# Yikes! Dishwasher is attached to formica countertop, we're about to insall granite!!



## kaci (Feb 8, 2007)

We are having granite installed in three rooms, and this moring I realized that our dishwasher is bolted to the underside of our formica countertop. In other words, there isn't any structure above the dishwasher other than the counter top. 
Is this normal??? I'm wondering how they are going to install the granite over that open space, and how my dishwasher will stay in place. Do I need to scratch the idea of granite and get a upgraded formica?


----------



## Daryl in Nanoose (Feb 8, 2007)

Don't worry, they do this all the time. On a regular counter top the nose is made up of two thicknesses of counter top material then they glue build up strips under the top so the bottom of the counter top is level with the top of the cabinets so the doors and drawers can open freely. On Granite they basically so the same thing but they use wood build ups. If there is not going to be a wider nose than one  thickness of the granite they glue plywood shims where the dishwasher flanges are. I have also seen them drill and put inserts into the granite.


----------



## kaci (Feb 8, 2007)

Wow, you sure seem to know your granite.  They are charging $4500 in tear out old countertop and install granite.  Price A which is $61 dollars per foot in the store.  Does this sound like a good deal?  I figured it would be as HDepot
quoted about the same.  K


----------



## Daryl in Nanoose (Feb 8, 2007)

I have seen a lot of granite over the last 5 years so I try to keep my eyes open on how they install this stuff. Price sounds about right.


----------



## MawMaw Di (Mar 15, 2007)

kaci said:


> We are having granite installed in three rooms, and this moring I realized that our dishwasher is bolted to the underside of our formica countertop. In other words, there isn't any structure above the dishwasher other than the counter top.
> Is this normal??? I'm wondering how they are going to install the granite over that open space, and how my dishwasher will stay in place. Do I need to scratch the idea of granite and get a upgraded formica?
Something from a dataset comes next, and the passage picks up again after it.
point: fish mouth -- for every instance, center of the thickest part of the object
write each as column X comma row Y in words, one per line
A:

Hi, I'm a new member of this forum.  We're getting new granite kitchen counter top installed in 2 weeks.  We're nervous about installing it, too.  We've been remodeling our  20 yrs. old home since 2001 & have finally gotten to our kitchen.  First thing...is to do the granite counter top.  Our contractor was referred to us & we've seen his work...so, we feel comfortable that it will be installed well.  My question is...those of you that have it in your homes..was it well worth the cost?  We're also doing a "lower cabinet to upper cabinet" back splash, with a granite window sill.  Wear & tear...treating it?  Acid etching? I'm going with the color "absolute black:...I have white kitchen cabinets. & oak flooring.  It's a country kitchen.   I just hope the investment is worth it, ha!  Would appreciate replies to my questions.  Also, has anyone installed a downdraft electric stove with the convection oven (drop in Or slide in type stove)?  I'm looking at the GE Profile series & Jenn Air products.   Anyone have them in their kitchens?  Thanks...would appreciate your comments.


----------



## Big Red (Apr 10, 2007)

I just joined this forum and so that is why my reply is a little late and by now you have your granite.  Yes, granite was worth the cost to me.  Its look is far superior to man made countertops, especially if you have a huge expanse of counter.  It is heat resistant and the darker colors show no staining.  All you have to do is reseal it every couple years, and that only takes a few minutes.  You will love them.


----------